Cemevinde kalan bir diğer mülteci olan Fehdime’den bize Suriye’deki süreci anlatmasını istedik.

Fehdime: “2 çocuğum var. Biri 1 yaşında, diğer çocuğum ise karnımda, henüz 7 aylık.  Kocam Suriye’de yaşanan savaşta öldü. Kocamı Suriye’de bırakmak istemiyordum. Savaş yüzünde  bırakmak zorunda kaldım. Kocam çocuklarının hayatını korumak istediği için üzerine bombalar yağdırılarak öldürüldü. Şimdi ben ve 2 çocuğum yalnız başımıza kaldık. Bu savaşın bedelini biz ödüyoruz. Bu savaş 2 çocuğumu yetim bıraktı. En ağır bedeli neden biz ödüyoruz? Üstelik tüm bunlar yetmiyormuş gibi bir de gittiğimiz her yerden sürülüyoruz. Bu savaş benden kocamı aldı. Suriye’yi kana boğanlar inşallah bir gün o kanın içerisinde boğulacaklar. Ben Suriye’ye, kocama geri dönmek istiyorum, onu orada bıraktım. Buraya çocuklarım için gelmek zorundaydım ve geldim. Ama topraklarıma savaş bittikten sonra geri dönmek istiyorum.

*  *  * 

Fehdime’nin konuşmasının ardından yanından oturan Delal  “Benim adımda Delal” diyerek yaşadıklarını anlatmak istedi;

– 25 yaşındayım, üç çocuğum var. Biliyorsunuz Suriye’de savaş var, biz de savaşta öleceğiz korkusu ve açlık yüzünden sınırı geçip buraya geldik.
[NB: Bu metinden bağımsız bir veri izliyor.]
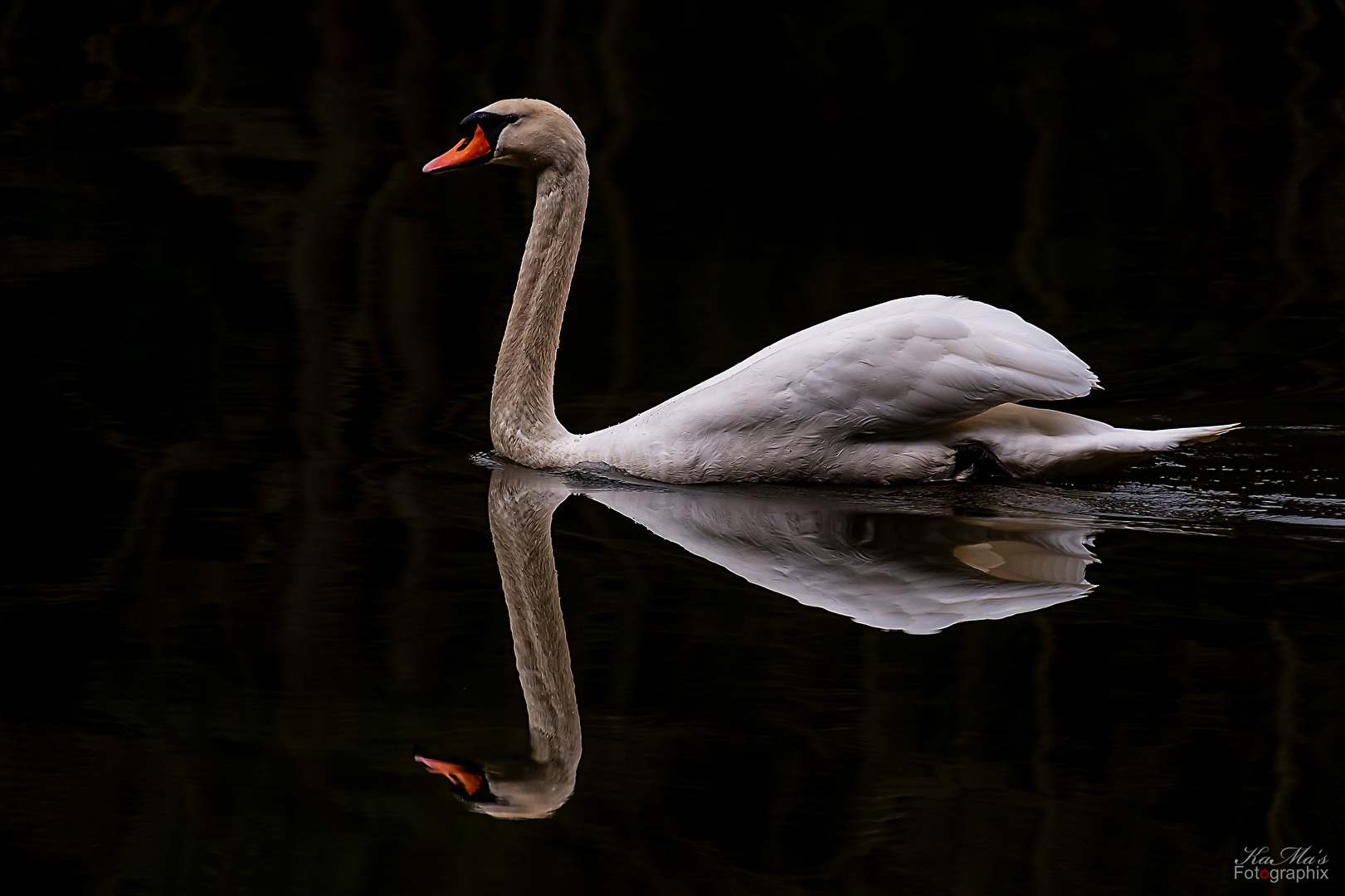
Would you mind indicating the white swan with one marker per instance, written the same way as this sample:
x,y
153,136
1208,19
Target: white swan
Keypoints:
x,y
915,389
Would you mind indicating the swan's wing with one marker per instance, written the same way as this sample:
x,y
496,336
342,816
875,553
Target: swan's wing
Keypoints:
x,y
898,369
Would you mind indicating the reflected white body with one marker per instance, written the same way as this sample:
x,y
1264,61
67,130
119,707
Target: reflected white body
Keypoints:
x,y
879,396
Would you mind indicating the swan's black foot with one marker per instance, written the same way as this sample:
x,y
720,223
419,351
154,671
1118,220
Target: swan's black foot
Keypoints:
x,y
972,462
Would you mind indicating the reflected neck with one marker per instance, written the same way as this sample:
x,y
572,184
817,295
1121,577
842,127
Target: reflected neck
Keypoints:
x,y
524,423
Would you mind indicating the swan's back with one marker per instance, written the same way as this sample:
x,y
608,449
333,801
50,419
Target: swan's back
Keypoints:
x,y
892,372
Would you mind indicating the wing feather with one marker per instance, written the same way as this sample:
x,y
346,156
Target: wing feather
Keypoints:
x,y
898,369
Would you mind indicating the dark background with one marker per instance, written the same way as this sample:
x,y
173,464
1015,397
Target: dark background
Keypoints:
x,y
248,352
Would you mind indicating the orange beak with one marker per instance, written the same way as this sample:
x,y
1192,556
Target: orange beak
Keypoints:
x,y
461,775
467,149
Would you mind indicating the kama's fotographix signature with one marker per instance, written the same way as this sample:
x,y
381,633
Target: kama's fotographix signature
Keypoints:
x,y
1290,863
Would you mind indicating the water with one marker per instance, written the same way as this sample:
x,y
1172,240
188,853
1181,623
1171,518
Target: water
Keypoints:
x,y
253,564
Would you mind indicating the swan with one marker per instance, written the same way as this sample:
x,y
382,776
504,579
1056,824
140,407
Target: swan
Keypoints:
x,y
916,389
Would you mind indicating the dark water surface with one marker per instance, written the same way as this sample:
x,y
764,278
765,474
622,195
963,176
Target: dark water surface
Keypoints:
x,y
257,562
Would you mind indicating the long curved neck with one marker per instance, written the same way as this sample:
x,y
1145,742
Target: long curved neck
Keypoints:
x,y
524,423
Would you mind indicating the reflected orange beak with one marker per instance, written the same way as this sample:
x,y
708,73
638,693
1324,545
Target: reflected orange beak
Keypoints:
x,y
461,775
467,149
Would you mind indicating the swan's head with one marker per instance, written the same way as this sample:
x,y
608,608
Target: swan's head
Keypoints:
x,y
528,134
513,790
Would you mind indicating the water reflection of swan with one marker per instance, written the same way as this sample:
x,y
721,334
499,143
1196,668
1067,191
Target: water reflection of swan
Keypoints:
x,y
912,389
849,554
521,508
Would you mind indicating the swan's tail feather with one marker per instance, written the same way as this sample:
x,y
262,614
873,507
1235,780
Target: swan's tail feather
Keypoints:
x,y
1196,433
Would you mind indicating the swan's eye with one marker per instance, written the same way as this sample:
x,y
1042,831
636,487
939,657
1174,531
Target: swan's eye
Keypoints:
x,y
490,123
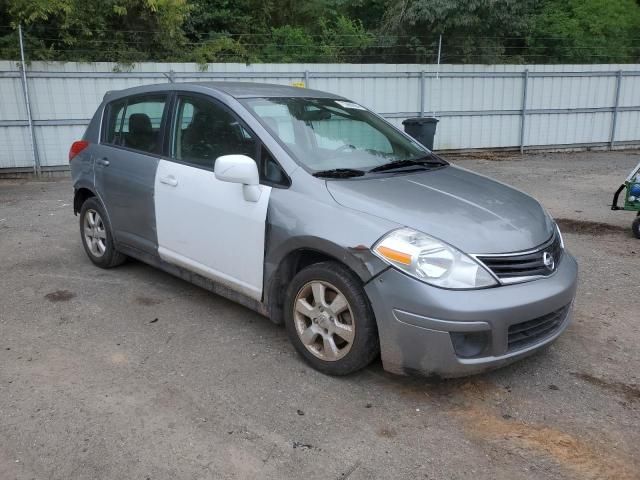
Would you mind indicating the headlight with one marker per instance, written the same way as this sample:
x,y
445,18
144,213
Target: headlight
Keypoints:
x,y
431,260
560,235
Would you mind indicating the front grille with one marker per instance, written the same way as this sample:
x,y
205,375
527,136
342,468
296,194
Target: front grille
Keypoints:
x,y
526,333
512,267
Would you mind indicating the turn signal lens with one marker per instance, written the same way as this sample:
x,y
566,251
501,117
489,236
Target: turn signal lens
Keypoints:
x,y
77,147
394,255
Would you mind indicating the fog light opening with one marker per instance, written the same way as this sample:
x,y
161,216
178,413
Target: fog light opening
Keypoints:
x,y
469,344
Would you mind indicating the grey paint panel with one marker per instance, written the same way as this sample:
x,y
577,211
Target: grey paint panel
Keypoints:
x,y
469,211
125,187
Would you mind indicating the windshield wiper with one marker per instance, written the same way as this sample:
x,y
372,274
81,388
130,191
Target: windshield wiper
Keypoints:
x,y
400,164
339,173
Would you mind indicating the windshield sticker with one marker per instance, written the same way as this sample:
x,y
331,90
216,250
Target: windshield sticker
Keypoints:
x,y
351,105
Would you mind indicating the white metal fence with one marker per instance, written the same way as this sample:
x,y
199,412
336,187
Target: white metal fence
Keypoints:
x,y
479,106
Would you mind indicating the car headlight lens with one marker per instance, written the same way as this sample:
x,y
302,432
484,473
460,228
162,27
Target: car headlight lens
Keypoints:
x,y
431,260
560,235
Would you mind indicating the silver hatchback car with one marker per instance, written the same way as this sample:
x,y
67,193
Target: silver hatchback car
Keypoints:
x,y
317,213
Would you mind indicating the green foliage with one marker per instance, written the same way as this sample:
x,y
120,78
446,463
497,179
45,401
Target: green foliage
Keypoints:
x,y
398,31
586,31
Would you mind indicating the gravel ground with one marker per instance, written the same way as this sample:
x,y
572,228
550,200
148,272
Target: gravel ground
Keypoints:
x,y
133,374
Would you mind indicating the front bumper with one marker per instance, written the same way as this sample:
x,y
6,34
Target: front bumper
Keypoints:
x,y
415,320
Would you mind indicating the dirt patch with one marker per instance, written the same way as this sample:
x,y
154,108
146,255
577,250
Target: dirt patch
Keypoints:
x,y
147,301
60,296
571,453
630,392
586,227
387,432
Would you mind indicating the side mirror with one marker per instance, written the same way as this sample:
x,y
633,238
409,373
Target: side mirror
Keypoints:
x,y
239,169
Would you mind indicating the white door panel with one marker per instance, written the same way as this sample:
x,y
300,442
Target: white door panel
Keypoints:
x,y
206,225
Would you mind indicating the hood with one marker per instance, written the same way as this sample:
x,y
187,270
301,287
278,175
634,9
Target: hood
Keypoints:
x,y
467,210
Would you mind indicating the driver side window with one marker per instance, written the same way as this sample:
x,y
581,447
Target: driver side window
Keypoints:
x,y
205,131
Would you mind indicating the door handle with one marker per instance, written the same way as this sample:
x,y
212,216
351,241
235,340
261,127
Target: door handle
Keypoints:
x,y
169,180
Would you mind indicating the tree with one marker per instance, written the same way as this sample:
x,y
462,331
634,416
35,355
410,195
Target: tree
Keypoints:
x,y
473,30
112,30
586,31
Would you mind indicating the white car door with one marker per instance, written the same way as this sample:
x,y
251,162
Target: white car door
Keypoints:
x,y
205,224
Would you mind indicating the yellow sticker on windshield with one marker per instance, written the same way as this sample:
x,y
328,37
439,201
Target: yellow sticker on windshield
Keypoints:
x,y
351,105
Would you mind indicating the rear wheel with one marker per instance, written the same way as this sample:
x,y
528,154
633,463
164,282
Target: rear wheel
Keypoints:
x,y
97,238
329,319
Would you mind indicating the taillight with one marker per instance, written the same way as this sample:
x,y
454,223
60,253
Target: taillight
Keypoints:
x,y
76,148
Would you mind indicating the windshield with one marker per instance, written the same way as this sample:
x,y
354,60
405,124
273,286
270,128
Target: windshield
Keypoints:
x,y
325,134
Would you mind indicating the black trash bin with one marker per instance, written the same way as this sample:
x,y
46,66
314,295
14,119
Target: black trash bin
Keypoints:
x,y
423,129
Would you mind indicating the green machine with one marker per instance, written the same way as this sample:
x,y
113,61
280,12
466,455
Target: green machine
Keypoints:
x,y
631,198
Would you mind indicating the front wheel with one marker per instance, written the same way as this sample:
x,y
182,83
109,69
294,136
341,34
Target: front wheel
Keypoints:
x,y
329,319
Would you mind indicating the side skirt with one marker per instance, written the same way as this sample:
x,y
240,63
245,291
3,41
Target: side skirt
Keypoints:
x,y
191,277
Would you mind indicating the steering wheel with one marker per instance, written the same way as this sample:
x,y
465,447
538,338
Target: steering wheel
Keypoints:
x,y
344,148
202,150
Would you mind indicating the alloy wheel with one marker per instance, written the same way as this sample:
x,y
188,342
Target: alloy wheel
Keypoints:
x,y
324,320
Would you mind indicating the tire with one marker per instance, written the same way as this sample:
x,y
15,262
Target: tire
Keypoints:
x,y
339,340
102,252
635,226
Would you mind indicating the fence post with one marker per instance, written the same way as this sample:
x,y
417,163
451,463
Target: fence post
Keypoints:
x,y
523,115
170,76
27,103
614,120
422,93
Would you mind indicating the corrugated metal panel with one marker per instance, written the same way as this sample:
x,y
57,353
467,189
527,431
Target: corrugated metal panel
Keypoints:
x,y
478,110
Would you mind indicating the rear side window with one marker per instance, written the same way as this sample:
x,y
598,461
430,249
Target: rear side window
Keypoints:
x,y
136,123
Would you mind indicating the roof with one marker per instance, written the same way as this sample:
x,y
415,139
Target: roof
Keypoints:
x,y
255,89
233,89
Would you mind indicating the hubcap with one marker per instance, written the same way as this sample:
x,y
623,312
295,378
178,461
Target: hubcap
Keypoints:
x,y
95,235
324,321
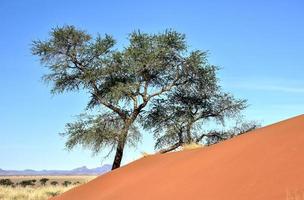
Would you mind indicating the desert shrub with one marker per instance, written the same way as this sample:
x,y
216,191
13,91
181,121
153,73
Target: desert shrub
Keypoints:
x,y
6,182
66,183
43,181
76,183
54,183
25,183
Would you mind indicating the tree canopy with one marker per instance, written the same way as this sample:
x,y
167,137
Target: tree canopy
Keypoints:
x,y
120,82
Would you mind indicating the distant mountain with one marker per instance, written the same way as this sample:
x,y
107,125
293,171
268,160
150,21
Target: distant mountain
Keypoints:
x,y
77,171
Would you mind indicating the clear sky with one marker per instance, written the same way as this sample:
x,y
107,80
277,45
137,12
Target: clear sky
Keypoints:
x,y
259,45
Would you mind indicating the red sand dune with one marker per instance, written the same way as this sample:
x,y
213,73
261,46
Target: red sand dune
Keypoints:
x,y
267,164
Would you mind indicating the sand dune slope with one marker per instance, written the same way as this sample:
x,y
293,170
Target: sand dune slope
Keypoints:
x,y
267,164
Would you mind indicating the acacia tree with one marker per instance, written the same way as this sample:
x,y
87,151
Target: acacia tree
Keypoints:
x,y
120,82
180,118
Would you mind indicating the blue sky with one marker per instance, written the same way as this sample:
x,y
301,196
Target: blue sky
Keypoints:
x,y
259,45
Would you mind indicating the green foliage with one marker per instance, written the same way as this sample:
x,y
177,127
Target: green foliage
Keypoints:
x,y
6,182
98,131
54,183
122,82
66,183
25,183
43,181
178,119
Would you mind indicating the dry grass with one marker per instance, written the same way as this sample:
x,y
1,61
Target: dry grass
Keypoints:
x,y
39,192
31,193
191,146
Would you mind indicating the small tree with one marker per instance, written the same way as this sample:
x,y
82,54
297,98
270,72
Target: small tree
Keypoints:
x,y
54,183
66,183
6,182
121,82
43,181
178,120
25,183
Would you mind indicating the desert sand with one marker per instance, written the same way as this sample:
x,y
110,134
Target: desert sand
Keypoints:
x,y
266,164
Biz biraz şanslıydık, oradan kaçıp buraya gelebildik. Ama orada savaştan kaçamayan birçok Suriyeli var. Orada açlık ve sefalet içerisindeler. Biz de buraya geldik, açlık ve sefaletten kurtulduk sanmıştık ama öyle olmadı. Oradan oraya sürülüyoruz. Önce Antep’e, oradan Hacı Bektaş’a oradan da buraya, cemevine getirildik ve burada kalıyoruz. Bizleri buradan çıkarıp kamplara yerleştirmek istiyorlar. Kamplarda kadınların başına her şey geliyor. Özellikle kocası olmayan kadınlar zorla fuhuşa sürülüyor, çocuklar kaçırılıyor. Kamplarda iyi yaşayamıyoruz. Kamp yerine sokaklarda, parklarda yatmak bize daha güvenli geliyor. Suriye’den geldikten sonra günlerce parklarda yattık. Şimdi cemevindeyiz. Buradan da nereye gideceğimizi bilmiyoruz, savaştan çıktık sürgüne geldik. Artık ülkemizdeki savaş bitsin istiyoruz. Çünkü biz burada değil Suriye’de nefes almak istiyoruz. Burası sizin için güzel orası da bize güzel geliyor.”